Fix: If the trigger’s logic doesn’t strictly need to run per row — say, it’s maintaining a single summary value — consider a statement-level trigger instead, which runs once regardless of how many rows the statement affected. Where a row-level trigger is unavoidable, keep its body as lean as possible: avoid additional SELECT queries against large tables inside the trigger, and avoid writing to tables that themselves have expensive triggers attached. For very large bulk operations, some teams disable non-essential triggers temporarily, run the bulk operation, then re-enable the triggers and reconcile any dependent tables in a single follow-up pass — trading a moment of manual coordination for a large performance gain.
Symptom: You Can’t Explain What a Trigger Did After the Fact
Something in your data changed, nobody on the team remembers writing code to change it, and after some digging the culprit turns out to be a trigger that’s been quietly running for months.
Cause: Triggers are, by design, invisible from the application layer. Nothing in your app code calls them directly, so anyone reading the application code alone has no way of knowing they exist. This is a reasonable trade-off when triggers are well documented and rare, but it becomes a real liability when a schema accumulates several of them over time with no central record of what each one does.
Fix: Keep an inventory — even a simple one — listing every trigger in the schema, the table it’s attached to, the event it responds to, and a one-line description of its purpose. Name triggers descriptively rather than accepting an auto-generated default name, so trg_update_inventory_after_order_insert shows up clearly in the system catalog instead of something like trigger_1. When a new engineer joins a project with an unfamiliar schema, that inventory is often the difference between a quick orientation and a frustrating afternoon spent reverse-engineering behavior from query logs.

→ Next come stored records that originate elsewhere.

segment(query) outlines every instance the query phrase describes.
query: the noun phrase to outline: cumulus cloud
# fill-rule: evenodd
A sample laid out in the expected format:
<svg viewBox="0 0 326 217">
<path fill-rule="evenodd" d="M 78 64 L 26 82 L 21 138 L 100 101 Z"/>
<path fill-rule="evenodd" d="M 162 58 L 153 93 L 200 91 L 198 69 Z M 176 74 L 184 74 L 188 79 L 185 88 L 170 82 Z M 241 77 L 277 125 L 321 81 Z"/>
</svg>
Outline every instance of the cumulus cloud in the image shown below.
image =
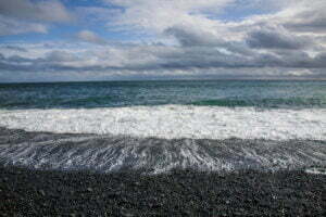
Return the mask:
<svg viewBox="0 0 326 217">
<path fill-rule="evenodd" d="M 289 33 L 280 33 L 277 29 L 253 30 L 249 33 L 247 42 L 251 48 L 258 49 L 298 50 L 313 44 L 313 42 L 306 37 L 300 37 Z"/>
<path fill-rule="evenodd" d="M 18 35 L 23 33 L 48 33 L 48 28 L 43 24 L 16 21 L 0 14 L 0 36 Z"/>
<path fill-rule="evenodd" d="M 75 17 L 57 0 L 0 1 L 0 36 L 48 33 L 48 23 L 68 23 Z"/>
<path fill-rule="evenodd" d="M 76 37 L 82 41 L 86 41 L 86 42 L 90 42 L 90 43 L 97 43 L 97 44 L 105 44 L 106 43 L 106 41 L 104 39 L 102 39 L 97 34 L 95 34 L 90 30 L 82 30 L 76 35 Z"/>
<path fill-rule="evenodd" d="M 326 78 L 324 0 L 313 3 L 308 0 L 104 2 L 116 9 L 91 8 L 90 21 L 106 22 L 109 30 L 137 34 L 138 41 L 108 43 L 85 29 L 76 33 L 78 40 L 63 44 L 26 46 L 25 52 L 0 47 L 0 74 L 79 73 L 98 78 Z M 230 21 L 220 17 L 227 8 L 241 7 L 243 14 L 246 10 L 264 13 Z M 9 16 L 17 17 L 8 12 L 7 18 Z M 151 41 L 147 41 L 148 38 Z M 4 49 L 10 52 L 1 52 Z"/>
<path fill-rule="evenodd" d="M 55 0 L 33 2 L 29 0 L 0 1 L 0 14 L 20 20 L 70 22 L 73 16 Z"/>
</svg>

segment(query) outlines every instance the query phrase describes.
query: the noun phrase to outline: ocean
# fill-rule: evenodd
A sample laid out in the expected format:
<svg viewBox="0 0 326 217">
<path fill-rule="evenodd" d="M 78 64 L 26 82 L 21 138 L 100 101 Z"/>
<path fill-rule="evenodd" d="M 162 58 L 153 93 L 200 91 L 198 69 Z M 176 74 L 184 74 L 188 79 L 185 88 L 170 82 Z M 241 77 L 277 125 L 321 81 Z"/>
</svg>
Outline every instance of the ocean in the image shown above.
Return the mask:
<svg viewBox="0 0 326 217">
<path fill-rule="evenodd" d="M 0 85 L 0 164 L 229 171 L 326 166 L 326 81 Z"/>
</svg>

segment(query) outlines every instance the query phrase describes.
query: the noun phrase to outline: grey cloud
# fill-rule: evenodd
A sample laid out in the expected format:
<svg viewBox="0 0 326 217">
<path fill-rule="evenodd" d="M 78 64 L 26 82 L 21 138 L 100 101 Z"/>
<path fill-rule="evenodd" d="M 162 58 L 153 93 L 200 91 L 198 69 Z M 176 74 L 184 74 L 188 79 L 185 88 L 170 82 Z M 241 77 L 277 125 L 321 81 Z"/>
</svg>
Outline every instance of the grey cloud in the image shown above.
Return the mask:
<svg viewBox="0 0 326 217">
<path fill-rule="evenodd" d="M 76 35 L 77 39 L 96 44 L 106 44 L 106 41 L 90 30 L 82 30 Z"/>
<path fill-rule="evenodd" d="M 198 29 L 189 29 L 185 26 L 174 26 L 164 30 L 164 34 L 174 36 L 181 46 L 216 46 L 221 41 L 210 33 L 202 33 Z"/>
<path fill-rule="evenodd" d="M 128 50 L 128 51 L 126 51 Z M 93 53 L 92 55 L 97 55 Z M 114 56 L 122 61 L 116 64 Z M 51 51 L 43 58 L 28 59 L 20 55 L 0 56 L 0 71 L 26 72 L 147 72 L 161 71 L 189 71 L 193 68 L 206 71 L 212 68 L 326 68 L 326 53 L 315 58 L 302 51 L 279 51 L 269 53 L 254 53 L 252 55 L 238 55 L 224 53 L 215 48 L 206 47 L 174 47 L 162 46 L 134 46 L 120 48 L 116 53 L 103 53 L 97 56 L 91 64 L 86 64 L 89 56 L 83 53 L 66 51 Z"/>
<path fill-rule="evenodd" d="M 237 54 L 253 54 L 253 51 L 251 51 L 243 42 L 225 41 L 200 29 L 189 29 L 185 26 L 175 26 L 167 28 L 164 33 L 166 35 L 174 36 L 183 47 L 208 47 L 208 49 L 216 47 Z"/>
<path fill-rule="evenodd" d="M 4 48 L 8 50 L 12 50 L 12 51 L 18 51 L 18 52 L 27 52 L 27 50 L 25 48 L 18 47 L 18 46 L 3 46 L 0 48 Z"/>
<path fill-rule="evenodd" d="M 0 1 L 0 14 L 36 22 L 71 22 L 74 18 L 65 7 L 57 0 L 39 2 L 4 0 Z"/>
<path fill-rule="evenodd" d="M 33 22 L 20 22 L 14 18 L 5 17 L 0 14 L 0 36 L 17 35 L 23 33 L 40 33 L 48 31 L 47 26 Z"/>
<path fill-rule="evenodd" d="M 276 29 L 261 29 L 249 33 L 247 43 L 256 49 L 303 49 L 313 43 L 303 37 L 281 34 Z"/>
</svg>

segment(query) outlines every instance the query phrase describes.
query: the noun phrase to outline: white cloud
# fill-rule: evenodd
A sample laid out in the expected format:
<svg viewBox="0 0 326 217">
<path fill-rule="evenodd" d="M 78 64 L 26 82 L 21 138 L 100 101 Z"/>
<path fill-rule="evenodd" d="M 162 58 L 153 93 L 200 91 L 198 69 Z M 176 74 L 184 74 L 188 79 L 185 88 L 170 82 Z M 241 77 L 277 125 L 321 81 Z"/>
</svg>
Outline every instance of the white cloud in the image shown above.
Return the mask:
<svg viewBox="0 0 326 217">
<path fill-rule="evenodd" d="M 90 42 L 90 43 L 97 43 L 97 44 L 105 44 L 105 40 L 99 37 L 97 34 L 90 31 L 90 30 L 82 30 L 77 35 L 77 38 L 79 40 Z"/>
<path fill-rule="evenodd" d="M 65 7 L 57 0 L 38 2 L 29 0 L 0 1 L 0 14 L 37 22 L 71 22 L 74 18 Z"/>
</svg>

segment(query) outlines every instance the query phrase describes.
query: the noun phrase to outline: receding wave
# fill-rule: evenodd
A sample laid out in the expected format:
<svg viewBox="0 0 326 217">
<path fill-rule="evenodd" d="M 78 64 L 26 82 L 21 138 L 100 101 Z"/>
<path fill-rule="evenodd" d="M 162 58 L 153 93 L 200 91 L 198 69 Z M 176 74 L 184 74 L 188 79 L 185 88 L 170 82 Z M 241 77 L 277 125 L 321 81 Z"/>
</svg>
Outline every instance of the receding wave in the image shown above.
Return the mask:
<svg viewBox="0 0 326 217">
<path fill-rule="evenodd" d="M 164 139 L 326 139 L 326 108 L 195 105 L 0 111 L 0 126 L 28 131 Z"/>
<path fill-rule="evenodd" d="M 159 139 L 26 132 L 0 128 L 0 164 L 100 173 L 140 169 L 300 169 L 326 166 L 326 143 L 316 140 Z"/>
<path fill-rule="evenodd" d="M 322 98 L 280 98 L 280 99 L 216 99 L 202 100 L 190 103 L 191 105 L 204 106 L 255 106 L 255 107 L 324 107 L 326 105 L 325 99 Z"/>
</svg>

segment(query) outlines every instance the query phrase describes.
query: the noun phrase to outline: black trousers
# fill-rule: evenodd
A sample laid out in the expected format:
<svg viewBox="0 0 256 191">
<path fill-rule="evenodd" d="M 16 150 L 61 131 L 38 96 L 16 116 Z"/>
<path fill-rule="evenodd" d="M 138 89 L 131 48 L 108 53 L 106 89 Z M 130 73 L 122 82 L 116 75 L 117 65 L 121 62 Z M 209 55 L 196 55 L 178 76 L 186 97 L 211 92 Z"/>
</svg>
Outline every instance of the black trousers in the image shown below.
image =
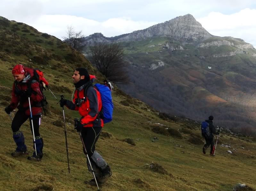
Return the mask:
<svg viewBox="0 0 256 191">
<path fill-rule="evenodd" d="M 210 153 L 211 154 L 213 154 L 213 152 L 214 151 L 213 150 L 213 147 L 214 146 L 214 140 L 213 137 L 209 138 L 206 136 L 205 136 L 204 138 L 205 139 L 206 143 L 204 144 L 203 146 L 206 149 L 211 145 L 211 150 Z"/>
<path fill-rule="evenodd" d="M 98 140 L 102 130 L 102 128 L 101 127 L 84 127 L 82 128 L 82 137 L 89 157 L 91 157 L 94 152 L 95 144 Z M 84 148 L 83 150 L 84 152 L 86 154 Z"/>
<path fill-rule="evenodd" d="M 12 122 L 12 129 L 13 133 L 15 133 L 19 131 L 21 126 L 29 118 L 30 115 L 25 114 L 25 112 L 18 110 L 15 114 Z M 33 115 L 33 126 L 35 133 L 35 136 L 36 137 L 40 136 L 39 133 L 39 127 L 41 122 L 41 115 Z M 31 132 L 33 134 L 32 125 L 31 120 L 29 118 L 29 123 Z"/>
</svg>

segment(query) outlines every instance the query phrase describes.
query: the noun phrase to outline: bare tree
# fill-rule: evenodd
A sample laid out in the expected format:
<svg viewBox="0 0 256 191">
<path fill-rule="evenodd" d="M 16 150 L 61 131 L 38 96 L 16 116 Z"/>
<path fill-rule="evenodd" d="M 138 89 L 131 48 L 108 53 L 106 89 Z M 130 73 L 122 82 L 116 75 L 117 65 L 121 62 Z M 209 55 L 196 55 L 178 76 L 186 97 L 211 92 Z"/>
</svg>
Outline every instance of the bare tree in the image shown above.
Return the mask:
<svg viewBox="0 0 256 191">
<path fill-rule="evenodd" d="M 94 43 L 90 49 L 90 60 L 93 65 L 109 80 L 116 84 L 128 82 L 126 71 L 127 62 L 123 48 L 119 44 L 101 42 Z"/>
<path fill-rule="evenodd" d="M 67 27 L 68 30 L 66 31 L 67 35 L 62 37 L 62 38 L 69 45 L 77 50 L 81 51 L 86 46 L 84 40 L 84 36 L 82 33 L 82 31 L 75 31 L 72 26 Z"/>
</svg>

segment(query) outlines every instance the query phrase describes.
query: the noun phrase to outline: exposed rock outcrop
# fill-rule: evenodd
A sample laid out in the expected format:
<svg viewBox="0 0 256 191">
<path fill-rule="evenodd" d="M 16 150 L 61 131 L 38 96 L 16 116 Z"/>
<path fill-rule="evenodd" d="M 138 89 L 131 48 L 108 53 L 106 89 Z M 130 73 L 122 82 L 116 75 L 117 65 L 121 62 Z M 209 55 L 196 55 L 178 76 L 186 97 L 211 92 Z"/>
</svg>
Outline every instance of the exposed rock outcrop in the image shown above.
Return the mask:
<svg viewBox="0 0 256 191">
<path fill-rule="evenodd" d="M 188 14 L 144 30 L 134 31 L 126 36 L 120 38 L 117 41 L 135 40 L 156 36 L 167 36 L 193 40 L 206 39 L 212 36 L 193 16 Z"/>
<path fill-rule="evenodd" d="M 199 45 L 198 47 L 200 48 L 207 47 L 211 46 L 219 46 L 222 45 L 227 45 L 231 46 L 234 46 L 234 43 L 230 42 L 229 41 L 224 40 L 218 40 L 217 41 L 212 41 L 210 42 L 206 43 L 201 43 Z"/>
<path fill-rule="evenodd" d="M 234 56 L 238 54 L 245 54 L 245 53 L 243 50 L 236 50 L 235 52 L 229 52 L 223 54 L 213 55 L 212 56 L 215 58 L 226 57 L 227 56 Z"/>
<path fill-rule="evenodd" d="M 160 62 L 158 62 L 158 63 L 157 64 L 152 64 L 149 67 L 149 70 L 155 70 L 157 68 L 159 68 L 159 67 L 161 67 L 161 66 L 164 66 L 164 63 L 163 62 L 160 61 Z"/>
</svg>

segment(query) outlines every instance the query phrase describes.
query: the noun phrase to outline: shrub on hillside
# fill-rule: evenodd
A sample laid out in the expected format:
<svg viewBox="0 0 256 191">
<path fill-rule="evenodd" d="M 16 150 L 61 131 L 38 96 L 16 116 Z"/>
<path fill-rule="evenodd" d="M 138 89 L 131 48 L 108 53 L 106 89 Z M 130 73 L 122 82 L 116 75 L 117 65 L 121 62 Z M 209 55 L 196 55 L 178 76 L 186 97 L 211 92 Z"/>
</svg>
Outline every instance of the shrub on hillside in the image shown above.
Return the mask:
<svg viewBox="0 0 256 191">
<path fill-rule="evenodd" d="M 203 138 L 199 135 L 192 133 L 190 134 L 190 137 L 188 139 L 188 141 L 194 144 L 201 144 L 203 143 Z"/>
<path fill-rule="evenodd" d="M 46 38 L 49 38 L 51 36 L 50 35 L 48 34 L 47 33 L 43 33 L 41 35 L 42 37 Z"/>
<path fill-rule="evenodd" d="M 146 164 L 144 166 L 146 168 L 150 169 L 154 172 L 163 174 L 167 174 L 170 176 L 173 176 L 171 174 L 168 173 L 161 165 L 156 163 L 153 162 L 150 164 Z"/>
<path fill-rule="evenodd" d="M 37 43 L 43 43 L 44 42 L 44 41 L 42 39 L 37 39 L 36 42 Z"/>
<path fill-rule="evenodd" d="M 14 27 L 12 28 L 12 29 L 11 30 L 13 32 L 16 32 L 17 31 L 20 30 L 20 28 L 18 27 Z"/>
<path fill-rule="evenodd" d="M 180 125 L 180 127 L 182 128 L 189 129 L 193 129 L 193 128 L 191 125 L 187 124 L 182 124 Z"/>
<path fill-rule="evenodd" d="M 181 134 L 177 130 L 174 129 L 170 128 L 168 129 L 168 132 L 170 135 L 173 136 L 175 136 L 178 138 L 181 138 L 182 137 L 182 136 Z"/>
<path fill-rule="evenodd" d="M 52 46 L 54 45 L 54 43 L 52 41 L 49 41 L 47 43 L 47 44 L 48 44 L 49 45 L 51 45 Z"/>
<path fill-rule="evenodd" d="M 150 185 L 148 183 L 144 181 L 140 178 L 134 180 L 133 182 L 137 184 L 139 187 L 142 188 L 149 188 L 150 187 Z"/>
<path fill-rule="evenodd" d="M 192 131 L 187 129 L 182 128 L 179 129 L 179 131 L 185 134 L 191 134 Z"/>
<path fill-rule="evenodd" d="M 30 33 L 30 31 L 28 29 L 23 29 L 23 30 L 21 30 L 21 32 L 24 33 Z"/>
<path fill-rule="evenodd" d="M 102 132 L 100 134 L 101 137 L 103 137 L 104 138 L 110 138 L 112 136 L 111 133 L 109 133 L 107 132 Z"/>
<path fill-rule="evenodd" d="M 154 133 L 166 136 L 168 136 L 169 135 L 169 132 L 167 130 L 159 125 L 153 125 L 150 126 L 153 127 L 151 129 L 151 130 Z"/>
</svg>

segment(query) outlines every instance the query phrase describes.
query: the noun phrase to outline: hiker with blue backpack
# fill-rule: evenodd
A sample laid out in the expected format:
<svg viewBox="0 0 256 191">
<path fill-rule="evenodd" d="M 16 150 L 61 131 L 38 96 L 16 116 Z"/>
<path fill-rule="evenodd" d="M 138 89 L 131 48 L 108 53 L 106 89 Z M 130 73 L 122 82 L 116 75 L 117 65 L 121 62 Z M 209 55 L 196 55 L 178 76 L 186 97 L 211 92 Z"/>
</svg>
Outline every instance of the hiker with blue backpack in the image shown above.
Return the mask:
<svg viewBox="0 0 256 191">
<path fill-rule="evenodd" d="M 206 143 L 203 147 L 203 153 L 205 154 L 205 150 L 211 145 L 210 155 L 213 156 L 215 150 L 213 134 L 216 134 L 216 129 L 212 122 L 213 116 L 212 115 L 209 116 L 209 119 L 202 122 L 201 124 L 202 136 L 204 137 L 206 142 Z M 219 133 L 218 132 L 218 135 Z"/>
<path fill-rule="evenodd" d="M 72 101 L 63 99 L 60 103 L 61 107 L 66 106 L 70 109 L 78 111 L 81 116 L 79 120 L 75 119 L 75 129 L 80 135 L 84 152 L 88 157 L 87 165 L 89 171 L 93 173 L 95 178 L 95 174 L 96 177 L 85 183 L 97 186 L 97 182 L 105 182 L 112 174 L 109 165 L 95 151 L 95 144 L 104 123 L 112 120 L 111 93 L 103 85 L 93 85 L 95 76 L 89 75 L 85 68 L 76 69 L 72 78 L 75 87 Z"/>
</svg>

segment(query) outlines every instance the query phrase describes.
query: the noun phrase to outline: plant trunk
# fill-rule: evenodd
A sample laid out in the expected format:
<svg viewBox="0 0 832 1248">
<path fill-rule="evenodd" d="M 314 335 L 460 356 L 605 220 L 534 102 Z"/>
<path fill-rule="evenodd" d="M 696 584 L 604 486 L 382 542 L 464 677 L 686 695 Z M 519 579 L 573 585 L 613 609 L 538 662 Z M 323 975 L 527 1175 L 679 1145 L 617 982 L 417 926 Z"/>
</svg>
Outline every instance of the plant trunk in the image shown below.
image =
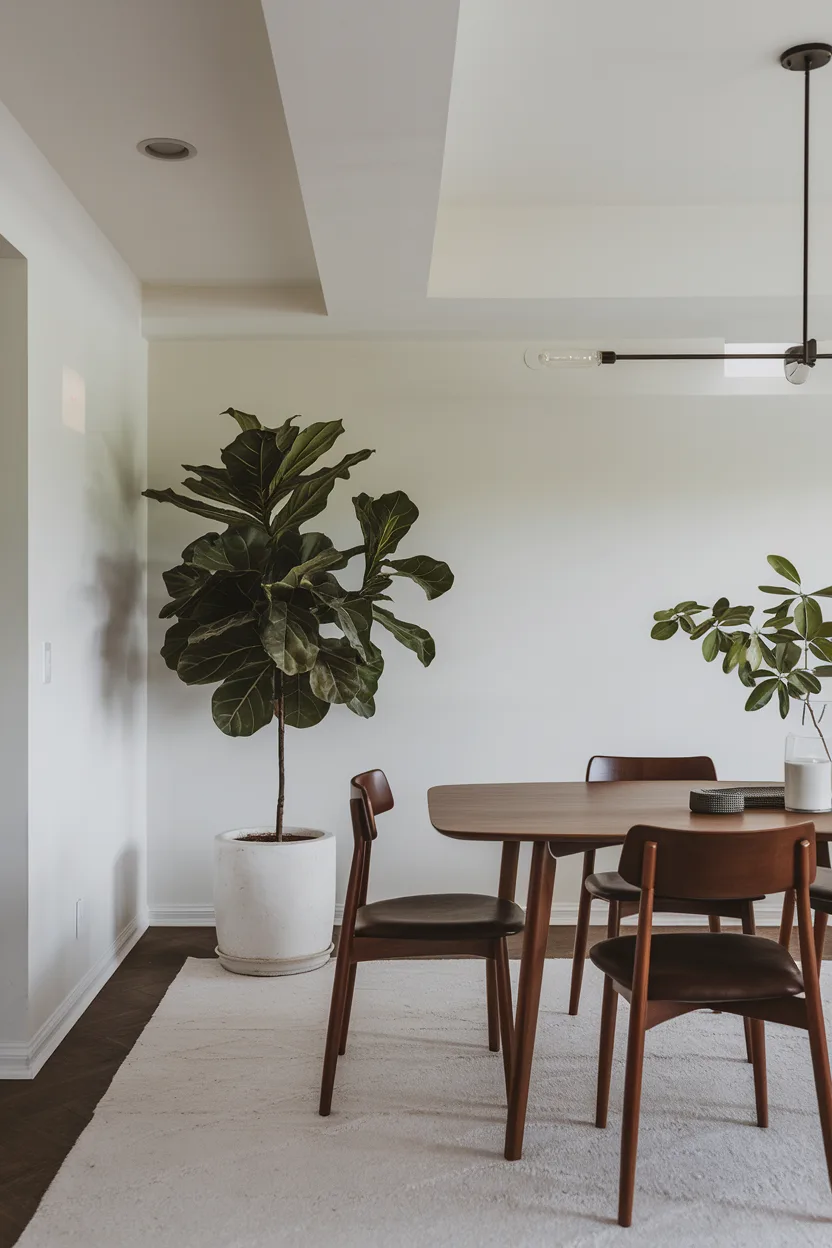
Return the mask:
<svg viewBox="0 0 832 1248">
<path fill-rule="evenodd" d="M 283 676 L 274 669 L 274 710 L 277 711 L 277 815 L 274 835 L 283 840 L 283 799 L 286 796 L 286 705 L 283 701 Z"/>
</svg>

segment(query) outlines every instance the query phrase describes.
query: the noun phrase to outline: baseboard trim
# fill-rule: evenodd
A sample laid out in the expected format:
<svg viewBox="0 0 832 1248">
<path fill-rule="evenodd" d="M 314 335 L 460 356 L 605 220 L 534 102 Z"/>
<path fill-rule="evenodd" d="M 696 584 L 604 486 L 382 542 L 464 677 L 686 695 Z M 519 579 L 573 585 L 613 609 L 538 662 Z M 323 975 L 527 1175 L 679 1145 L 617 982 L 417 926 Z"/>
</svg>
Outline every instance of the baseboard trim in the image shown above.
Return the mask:
<svg viewBox="0 0 832 1248">
<path fill-rule="evenodd" d="M 336 922 L 344 917 L 343 904 L 336 906 Z M 148 927 L 213 927 L 213 906 L 152 906 Z"/>
<path fill-rule="evenodd" d="M 755 906 L 755 915 L 760 927 L 780 927 L 782 901 L 760 901 Z M 591 922 L 597 926 L 606 926 L 607 907 L 602 902 L 593 906 Z M 336 906 L 336 924 L 341 924 L 344 916 L 343 904 Z M 556 901 L 551 907 L 553 927 L 570 927 L 578 921 L 578 902 Z M 635 924 L 636 916 L 625 919 L 625 924 Z M 656 915 L 656 926 L 666 922 L 672 927 L 701 927 L 700 915 Z M 725 919 L 726 926 L 740 920 Z M 155 906 L 148 914 L 150 927 L 213 927 L 213 906 Z"/>
<path fill-rule="evenodd" d="M 131 919 L 107 952 L 79 980 L 27 1045 L 0 1045 L 0 1080 L 35 1078 L 146 929 L 145 915 Z"/>
</svg>

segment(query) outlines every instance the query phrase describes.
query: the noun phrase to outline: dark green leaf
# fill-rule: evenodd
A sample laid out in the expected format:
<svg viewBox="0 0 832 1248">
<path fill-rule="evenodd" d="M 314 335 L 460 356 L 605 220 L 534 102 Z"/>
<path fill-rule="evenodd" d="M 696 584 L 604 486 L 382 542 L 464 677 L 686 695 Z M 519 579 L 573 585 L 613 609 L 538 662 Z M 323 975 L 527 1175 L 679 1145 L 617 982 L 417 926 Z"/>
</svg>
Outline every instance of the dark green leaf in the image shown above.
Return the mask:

A Quick Reference Before You Write Your Next Trigger
| Question to Ask | Why It Matters |
|---|---|
| Does the event type match what I’m testing? | Prevents the “nothing happens” symptom |
| BEFORE or AFTER — which timing does this logic need? | Prevents reading stale or premature values |
| Row-level or statement-level? | Determines both correctness and performance at scale |
| Does this trigger’s logic risk touching its own table? | Avoids mutating-table errors |
| Could this trigger set off other triggers downstream? | Avoids unexpected chains or recursion |
| Is this trigger documented somewhere outside the database itself? | Avoids becoming invisible logic later |
Most trigger problems trace back to one of these six questions being skipped rather than answered incorrectly. Working through them before writing the CREATE TRIGGER statement tends to catch the issue before it ever reaches a test run.
Triggers earn their place in a schema when the logic they hold truly belongs to the data itself — an audit log, a constraint no application layer should be allowed to bypass, a calculated column that must always stay in sync. Used for anything broader than that, they tend to become the kind of hidden behavior this guide has spent most of its space helping you debug.